Publié le 05 février 2009 par Christophe Laurent

L'actuelle polémique autour du livre de Pierre Péan « Le Monde selon K. » mettant en cause la moralité ou l'intégrité de Bernard Kouchner, ministre d'ouverture en charge de la diplomatie française, icône parmi les icônes, véhiculant l'image de l'homme au sac de riz m'a conduit à lire des articles sur une question connexe portant sur la responsabilité sociale et éthique des entreprises de l'industrie pharmaceutique de rang mondiale.

L'explosion des dépenses de santé dans les pays dits développés ont permis à cette industrie de réaliser des chiffres d'affaires colossaux à nous faire frémir en ces temps de crise - Pfizer (48,6 Md$), GlaxoSmithKline (44,2 Md$), Hoffmann-La Roche (42,2 Md$), Sanofi-Aventis (40,7 Md$) et Novartis (39,8 Md$) - et dont des études prospectives laissent penser que cette manne financière va continuer à croitre pour atteindre d'ici 2020, d'après une étude de PriceWaterHouseCoopers, 1300 Md$ (« Pharma 2020: The Vision - Which Path Will You Take? »). Ce chiffre est d'ailleurs hors de portée de notre imagination.
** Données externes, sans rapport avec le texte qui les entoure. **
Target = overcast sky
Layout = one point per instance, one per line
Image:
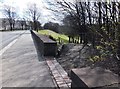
(21, 5)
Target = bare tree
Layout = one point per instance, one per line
(10, 13)
(100, 18)
(34, 13)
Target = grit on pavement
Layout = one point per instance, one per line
(22, 67)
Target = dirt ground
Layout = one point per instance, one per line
(72, 58)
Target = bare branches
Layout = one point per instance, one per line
(10, 13)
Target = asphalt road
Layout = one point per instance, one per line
(8, 37)
(22, 67)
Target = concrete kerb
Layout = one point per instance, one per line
(59, 74)
(46, 46)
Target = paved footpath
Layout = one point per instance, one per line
(21, 66)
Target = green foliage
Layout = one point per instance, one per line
(55, 35)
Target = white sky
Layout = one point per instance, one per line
(21, 5)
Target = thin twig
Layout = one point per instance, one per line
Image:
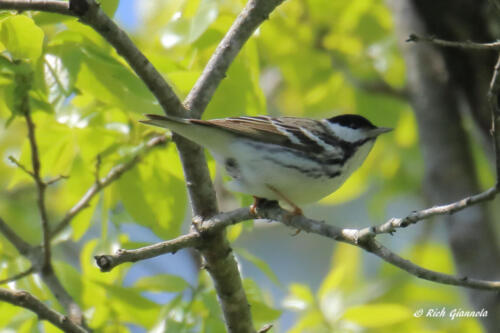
(21, 166)
(462, 45)
(56, 179)
(59, 7)
(99, 184)
(254, 13)
(41, 186)
(194, 239)
(18, 276)
(391, 225)
(493, 95)
(28, 301)
(350, 236)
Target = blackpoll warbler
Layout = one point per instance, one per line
(295, 160)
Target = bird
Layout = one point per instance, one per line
(287, 159)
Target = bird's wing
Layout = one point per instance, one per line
(305, 135)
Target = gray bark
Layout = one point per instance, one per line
(439, 90)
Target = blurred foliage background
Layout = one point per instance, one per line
(312, 58)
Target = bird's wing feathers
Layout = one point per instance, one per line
(305, 135)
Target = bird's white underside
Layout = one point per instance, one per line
(257, 173)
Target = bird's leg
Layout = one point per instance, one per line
(253, 207)
(296, 209)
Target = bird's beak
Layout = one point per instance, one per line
(379, 130)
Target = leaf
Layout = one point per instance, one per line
(133, 197)
(299, 298)
(162, 283)
(377, 315)
(261, 264)
(22, 37)
(119, 87)
(185, 30)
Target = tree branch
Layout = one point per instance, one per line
(18, 276)
(193, 239)
(28, 301)
(254, 13)
(493, 92)
(40, 184)
(493, 95)
(462, 45)
(363, 238)
(59, 7)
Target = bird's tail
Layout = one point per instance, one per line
(164, 121)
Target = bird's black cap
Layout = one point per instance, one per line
(354, 121)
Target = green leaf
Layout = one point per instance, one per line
(185, 29)
(162, 283)
(134, 199)
(70, 278)
(377, 315)
(119, 87)
(109, 6)
(22, 37)
(261, 264)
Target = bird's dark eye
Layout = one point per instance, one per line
(352, 121)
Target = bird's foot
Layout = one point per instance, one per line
(261, 203)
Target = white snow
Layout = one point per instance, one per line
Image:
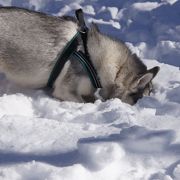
(43, 138)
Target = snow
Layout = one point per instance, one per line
(43, 138)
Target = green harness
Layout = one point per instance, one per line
(70, 52)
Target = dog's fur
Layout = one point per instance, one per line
(30, 42)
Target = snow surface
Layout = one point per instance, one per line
(43, 138)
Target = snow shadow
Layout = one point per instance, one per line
(61, 159)
(140, 140)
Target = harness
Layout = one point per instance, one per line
(70, 52)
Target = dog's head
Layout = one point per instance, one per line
(132, 89)
(123, 75)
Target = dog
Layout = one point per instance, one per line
(30, 42)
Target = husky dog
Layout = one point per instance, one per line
(30, 42)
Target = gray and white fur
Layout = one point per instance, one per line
(30, 42)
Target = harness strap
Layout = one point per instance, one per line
(70, 52)
(89, 68)
(61, 59)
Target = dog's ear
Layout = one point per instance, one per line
(147, 77)
(94, 27)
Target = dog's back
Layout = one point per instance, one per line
(29, 44)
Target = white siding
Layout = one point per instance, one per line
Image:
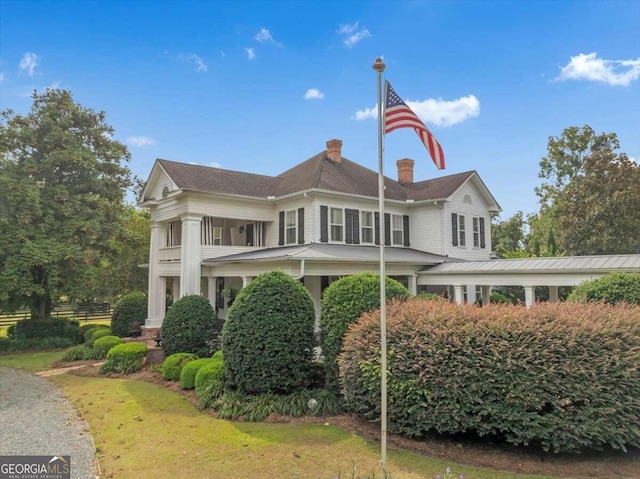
(477, 208)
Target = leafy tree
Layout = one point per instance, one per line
(600, 208)
(565, 159)
(507, 236)
(62, 186)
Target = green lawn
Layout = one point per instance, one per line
(144, 430)
(31, 361)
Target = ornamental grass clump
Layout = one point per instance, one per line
(560, 376)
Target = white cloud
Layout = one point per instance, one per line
(198, 62)
(437, 112)
(612, 72)
(29, 62)
(140, 141)
(264, 36)
(353, 34)
(313, 94)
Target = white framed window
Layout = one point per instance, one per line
(462, 237)
(291, 227)
(476, 233)
(336, 223)
(366, 227)
(397, 233)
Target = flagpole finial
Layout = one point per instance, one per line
(378, 65)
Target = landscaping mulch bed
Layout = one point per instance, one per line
(604, 465)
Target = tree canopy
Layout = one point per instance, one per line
(62, 186)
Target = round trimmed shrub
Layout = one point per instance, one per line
(189, 327)
(559, 376)
(211, 372)
(125, 358)
(129, 314)
(267, 339)
(97, 334)
(343, 302)
(102, 345)
(172, 365)
(189, 372)
(612, 288)
(88, 332)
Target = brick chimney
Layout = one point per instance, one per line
(405, 171)
(334, 151)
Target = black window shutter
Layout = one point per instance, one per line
(387, 229)
(454, 229)
(405, 229)
(300, 225)
(355, 217)
(281, 228)
(324, 227)
(348, 226)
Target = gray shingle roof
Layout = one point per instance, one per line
(565, 264)
(318, 172)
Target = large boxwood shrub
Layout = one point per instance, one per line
(611, 288)
(172, 365)
(125, 358)
(189, 327)
(267, 339)
(190, 370)
(560, 376)
(344, 301)
(102, 345)
(129, 314)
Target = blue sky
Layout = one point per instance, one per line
(260, 86)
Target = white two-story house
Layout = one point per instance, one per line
(213, 230)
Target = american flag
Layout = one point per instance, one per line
(398, 115)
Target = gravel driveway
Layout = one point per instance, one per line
(36, 419)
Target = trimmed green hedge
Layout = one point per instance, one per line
(267, 338)
(125, 358)
(190, 370)
(189, 327)
(102, 345)
(172, 365)
(129, 314)
(343, 302)
(612, 288)
(560, 376)
(97, 334)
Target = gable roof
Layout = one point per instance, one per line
(319, 173)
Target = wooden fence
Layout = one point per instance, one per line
(83, 314)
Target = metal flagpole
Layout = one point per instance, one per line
(378, 66)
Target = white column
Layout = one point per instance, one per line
(471, 293)
(156, 299)
(486, 294)
(190, 255)
(413, 283)
(529, 296)
(175, 288)
(211, 291)
(458, 297)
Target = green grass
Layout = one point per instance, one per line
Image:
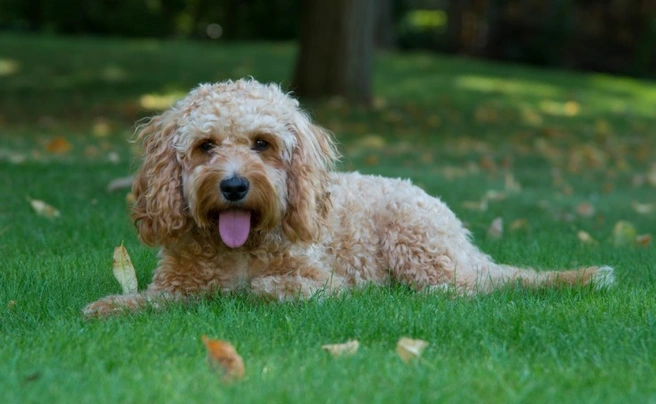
(457, 127)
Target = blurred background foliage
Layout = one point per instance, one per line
(614, 36)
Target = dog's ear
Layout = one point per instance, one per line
(159, 210)
(312, 158)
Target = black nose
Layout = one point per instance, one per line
(234, 189)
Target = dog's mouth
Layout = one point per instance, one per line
(235, 226)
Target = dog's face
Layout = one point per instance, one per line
(233, 160)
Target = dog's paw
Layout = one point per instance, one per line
(603, 278)
(110, 305)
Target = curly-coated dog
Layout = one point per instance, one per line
(237, 188)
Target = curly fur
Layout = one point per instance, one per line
(313, 229)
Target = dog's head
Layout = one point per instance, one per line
(234, 160)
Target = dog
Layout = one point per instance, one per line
(238, 189)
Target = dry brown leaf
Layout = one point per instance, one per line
(511, 184)
(624, 233)
(43, 209)
(346, 349)
(585, 209)
(651, 176)
(643, 240)
(223, 359)
(124, 271)
(495, 196)
(643, 208)
(475, 205)
(585, 237)
(59, 145)
(410, 349)
(496, 228)
(519, 224)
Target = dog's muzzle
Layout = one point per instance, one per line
(235, 188)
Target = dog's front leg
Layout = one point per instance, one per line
(116, 304)
(290, 287)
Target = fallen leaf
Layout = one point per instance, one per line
(511, 183)
(43, 209)
(59, 145)
(519, 224)
(475, 205)
(223, 359)
(410, 349)
(643, 208)
(495, 196)
(496, 228)
(585, 209)
(651, 176)
(487, 164)
(623, 233)
(643, 240)
(585, 237)
(346, 349)
(124, 271)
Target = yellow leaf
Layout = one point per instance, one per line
(496, 228)
(572, 108)
(624, 233)
(643, 240)
(410, 349)
(43, 209)
(346, 349)
(475, 205)
(585, 237)
(643, 208)
(585, 209)
(492, 195)
(511, 183)
(59, 145)
(223, 359)
(124, 271)
(519, 224)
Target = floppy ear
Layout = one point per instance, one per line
(158, 211)
(313, 157)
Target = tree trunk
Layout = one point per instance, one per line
(455, 10)
(385, 35)
(336, 50)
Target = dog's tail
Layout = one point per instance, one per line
(496, 275)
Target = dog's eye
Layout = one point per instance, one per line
(260, 145)
(206, 146)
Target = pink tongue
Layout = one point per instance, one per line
(234, 226)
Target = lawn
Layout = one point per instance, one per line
(560, 158)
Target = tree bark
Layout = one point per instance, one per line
(336, 50)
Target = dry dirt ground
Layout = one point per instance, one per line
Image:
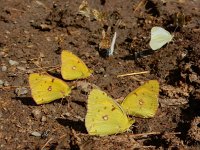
(34, 32)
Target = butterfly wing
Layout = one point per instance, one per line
(73, 67)
(104, 116)
(45, 88)
(142, 102)
(159, 37)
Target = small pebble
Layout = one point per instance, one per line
(21, 68)
(13, 63)
(21, 91)
(44, 119)
(37, 114)
(37, 134)
(4, 68)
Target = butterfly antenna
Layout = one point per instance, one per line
(111, 50)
Dans le même temps, on apprend que l'entreprise GSK se réorganise et licenciera 850 emplois en France d'ici 2012 sur les 6 000 salariés du groupe soit environ 14% des effectifs tandis que dans le même temps la page 'emploi' de son site affiche sans vergogne un slogan qui apparait pour le moins  contradictoire « il n'existe pas de croissance durable et responsable dans une entreprise sans développement des collaborateurs dans l'organisation » ! Que voilà de jolis mots ! Il n'est pas certain que les salariés du site d'Evreux apprécient à sa juste valeur ce bel engagement digne d'une politique de développement durable mûrement réfléchie et structurée. A lire les déclarations inquiétantes rassurantes de la direction de GSK (« GSK ne quitte pas la France, on ne va pas vers du low cost »), ils devraient pourtant comprendre qu'il s'agit de garantir un développement durable aux collaborateurs qui resteront et non pas comme le dénonce le syndicat CGT d' « assurer un taux de profitabilité optimum pour les actionnaires ». A moins que la CGT ne voit juste ... et on fait alors le lien avec l'étude de PwC !
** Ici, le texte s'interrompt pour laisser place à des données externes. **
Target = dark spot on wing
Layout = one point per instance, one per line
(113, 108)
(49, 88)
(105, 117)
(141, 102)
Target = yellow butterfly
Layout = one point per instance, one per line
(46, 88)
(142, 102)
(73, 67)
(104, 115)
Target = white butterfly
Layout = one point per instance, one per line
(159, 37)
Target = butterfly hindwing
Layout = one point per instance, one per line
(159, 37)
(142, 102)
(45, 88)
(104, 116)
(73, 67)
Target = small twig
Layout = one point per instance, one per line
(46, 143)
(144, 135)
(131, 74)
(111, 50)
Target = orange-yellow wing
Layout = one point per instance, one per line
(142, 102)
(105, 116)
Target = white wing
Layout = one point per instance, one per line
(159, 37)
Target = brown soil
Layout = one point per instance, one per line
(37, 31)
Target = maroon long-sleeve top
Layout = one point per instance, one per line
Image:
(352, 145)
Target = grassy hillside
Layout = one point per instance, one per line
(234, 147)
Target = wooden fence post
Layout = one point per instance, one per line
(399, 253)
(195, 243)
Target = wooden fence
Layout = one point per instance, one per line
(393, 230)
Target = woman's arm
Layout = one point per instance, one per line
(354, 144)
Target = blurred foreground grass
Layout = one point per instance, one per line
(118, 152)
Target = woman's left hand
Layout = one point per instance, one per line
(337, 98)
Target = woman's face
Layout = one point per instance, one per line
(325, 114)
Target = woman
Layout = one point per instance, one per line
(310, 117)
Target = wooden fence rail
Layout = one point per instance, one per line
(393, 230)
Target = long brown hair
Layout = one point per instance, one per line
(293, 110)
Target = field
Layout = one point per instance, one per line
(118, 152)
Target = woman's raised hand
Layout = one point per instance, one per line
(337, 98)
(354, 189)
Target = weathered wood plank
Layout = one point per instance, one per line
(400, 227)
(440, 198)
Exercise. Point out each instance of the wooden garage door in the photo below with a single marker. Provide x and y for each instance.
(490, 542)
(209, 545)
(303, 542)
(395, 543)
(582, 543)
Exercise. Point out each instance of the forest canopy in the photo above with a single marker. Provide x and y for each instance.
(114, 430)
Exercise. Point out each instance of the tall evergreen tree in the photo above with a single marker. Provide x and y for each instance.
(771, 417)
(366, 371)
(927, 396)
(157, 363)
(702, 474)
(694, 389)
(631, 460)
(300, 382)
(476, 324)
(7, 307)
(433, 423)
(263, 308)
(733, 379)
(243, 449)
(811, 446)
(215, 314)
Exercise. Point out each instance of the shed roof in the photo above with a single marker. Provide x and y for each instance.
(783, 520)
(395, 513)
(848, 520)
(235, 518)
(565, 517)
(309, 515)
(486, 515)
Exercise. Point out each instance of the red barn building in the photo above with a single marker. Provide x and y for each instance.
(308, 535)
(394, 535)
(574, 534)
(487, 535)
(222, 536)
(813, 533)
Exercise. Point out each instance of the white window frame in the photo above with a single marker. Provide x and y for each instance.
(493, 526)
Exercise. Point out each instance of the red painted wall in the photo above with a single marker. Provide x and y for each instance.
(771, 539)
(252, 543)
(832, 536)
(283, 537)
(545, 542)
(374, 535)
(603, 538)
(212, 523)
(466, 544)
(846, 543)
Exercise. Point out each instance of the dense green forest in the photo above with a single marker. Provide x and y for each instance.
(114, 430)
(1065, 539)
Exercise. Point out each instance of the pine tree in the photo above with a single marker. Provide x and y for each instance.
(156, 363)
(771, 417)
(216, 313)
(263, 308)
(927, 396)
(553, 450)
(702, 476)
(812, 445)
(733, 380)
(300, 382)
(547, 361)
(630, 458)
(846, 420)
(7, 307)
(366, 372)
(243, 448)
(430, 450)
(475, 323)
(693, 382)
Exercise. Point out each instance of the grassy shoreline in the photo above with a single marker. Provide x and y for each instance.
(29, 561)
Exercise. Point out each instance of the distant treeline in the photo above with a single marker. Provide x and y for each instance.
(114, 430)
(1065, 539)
Sur une autre thématique portant elle aussi sur la responsabilité sociale de l'entreprise, la Recherche et le Développement (R&D) de nouveaux médicaments, enjeu stratégique d'ampleur depuis que le secteur ne peut plus espérer développer son chiffre d'affaire sur la vente des blockbusters, il apparait que ce secteur R&D est loin de s'inscrire dans une démarche éthique et respectueuse de principes fondamentaux. Le développement d'un nouveau médicament impose ainsi plusieurs phases de tests avant mise sur le marché dont la dernière d'entre elles doit se faire sur l'être humain. Cette dernière phase de tests est particulièrement sensible aujourd'hui pour le secteur pharmaceutique car des dérives assez graves ont été constatées ces 30 dernières années et ont provoqué pour certaines de véritables scandales.
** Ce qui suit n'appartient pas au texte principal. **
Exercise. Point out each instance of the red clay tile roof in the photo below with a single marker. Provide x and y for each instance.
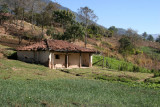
(55, 45)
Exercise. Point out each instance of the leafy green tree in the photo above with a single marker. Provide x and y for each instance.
(74, 31)
(65, 18)
(4, 8)
(4, 13)
(87, 16)
(126, 46)
(144, 35)
(150, 38)
(113, 29)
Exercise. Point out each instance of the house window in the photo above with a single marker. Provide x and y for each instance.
(57, 57)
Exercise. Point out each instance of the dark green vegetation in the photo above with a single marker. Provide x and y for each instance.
(151, 52)
(24, 84)
(79, 92)
(121, 65)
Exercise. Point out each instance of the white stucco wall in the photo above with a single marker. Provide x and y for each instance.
(74, 60)
(59, 63)
(32, 56)
(85, 59)
(27, 56)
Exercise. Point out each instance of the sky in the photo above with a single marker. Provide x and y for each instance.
(140, 15)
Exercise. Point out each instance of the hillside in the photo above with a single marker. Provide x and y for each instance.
(9, 37)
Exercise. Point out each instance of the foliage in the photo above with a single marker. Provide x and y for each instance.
(126, 46)
(151, 52)
(65, 18)
(50, 31)
(121, 65)
(87, 16)
(64, 92)
(158, 39)
(144, 35)
(113, 30)
(156, 73)
(4, 8)
(150, 38)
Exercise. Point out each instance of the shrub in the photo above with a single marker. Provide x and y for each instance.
(126, 46)
(136, 69)
(156, 73)
(123, 67)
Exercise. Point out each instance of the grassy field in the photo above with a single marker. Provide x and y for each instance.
(75, 92)
(29, 85)
(24, 84)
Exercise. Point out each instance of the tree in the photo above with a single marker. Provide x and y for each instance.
(144, 35)
(113, 29)
(4, 8)
(4, 13)
(150, 38)
(65, 18)
(126, 46)
(158, 39)
(74, 31)
(87, 16)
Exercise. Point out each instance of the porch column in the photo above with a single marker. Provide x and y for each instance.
(67, 60)
(90, 60)
(80, 60)
(51, 61)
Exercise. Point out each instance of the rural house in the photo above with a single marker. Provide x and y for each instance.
(56, 54)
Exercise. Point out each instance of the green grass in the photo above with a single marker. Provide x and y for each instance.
(7, 51)
(13, 69)
(151, 52)
(75, 92)
(110, 75)
(30, 85)
(113, 63)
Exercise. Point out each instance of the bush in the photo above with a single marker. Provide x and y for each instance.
(126, 46)
(156, 73)
(136, 69)
(123, 67)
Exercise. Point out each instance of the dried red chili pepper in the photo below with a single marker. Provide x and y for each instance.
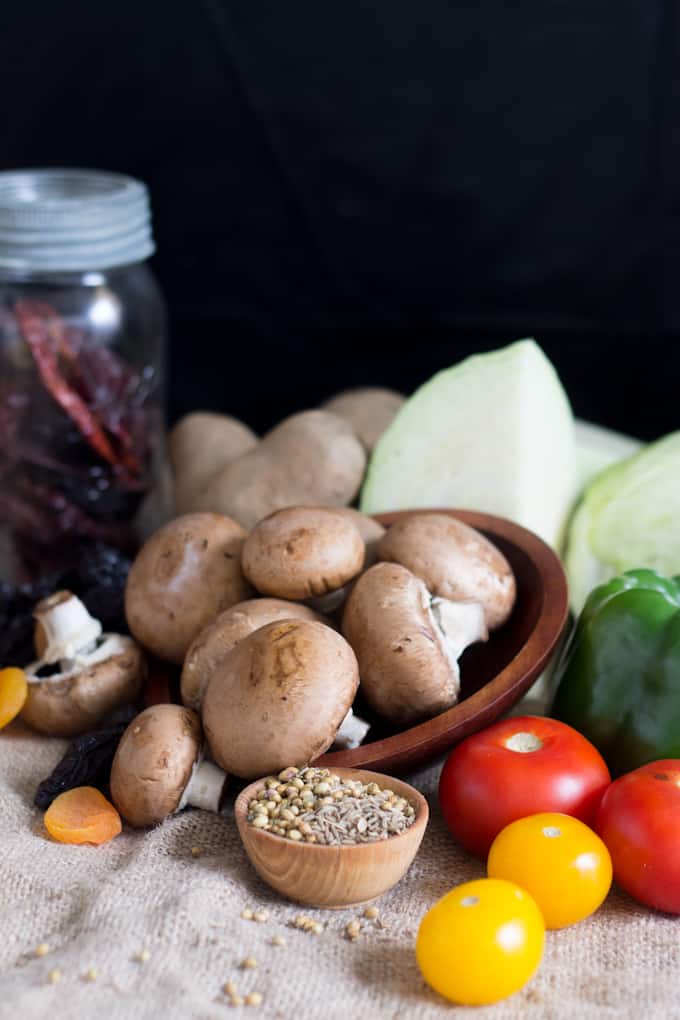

On pourra voir ainsi « Réflexions sur certains facteurs à scandale dans l'industrie pharmaceutique »), ou l'histoire de ce médicament qui soigne le cancer qui passe malheureusement à la trappe pour des questions de manque de rentabilité non que le médicament aurait été trop cher à développer mais parce qu'au contraire existant déjà il ne coûte presque plus rien et ne rapporterait pas beaucoup ! Ces dérives sont accentuées par le fait que l'industrie pharmaceutique cherche par tous les moyens et notamment ceux de la loi (quel plus beau rempart !?) à échapper à sa responsabilité et aux sanctions juridiques pouvant déboucher sur l'épineuse problématique de l'indemnité des personnes victimes. (Voir à ce sujet « L'industrie pharmaceutique veut une immunité totale pour les effets indésirables »)

Pour en revenir au secteur de la R&D, ces dérives, particulièrement sensibles dans les pays développés ont amenés les entreprises pharmaceutiques à développer la partie sensible des test sur les êtres humains dans les pays en voie de développement là où la réglementation est moins forte, où le pouvoir en place moins regardant et où les individus attirés par la perspective d'une rémunération « facile » n'apprécient pas à quelle hauteur le fait de servir de cobaye humain induit une prise de risque qui n'est pas négligeable. Là où l'histoire devient inqualifiable c'est quand par exemple lors « de certains tests sur des médicaments de lutte contre le sida (...) les patients sains qui devenaient séropositifs durant le test n'étaient pas pris en charge par la suite par le laboratoire » alors que ces mêmes médicaments étaient développés pour les populations des pays développés ! (Voir article sur Novethic).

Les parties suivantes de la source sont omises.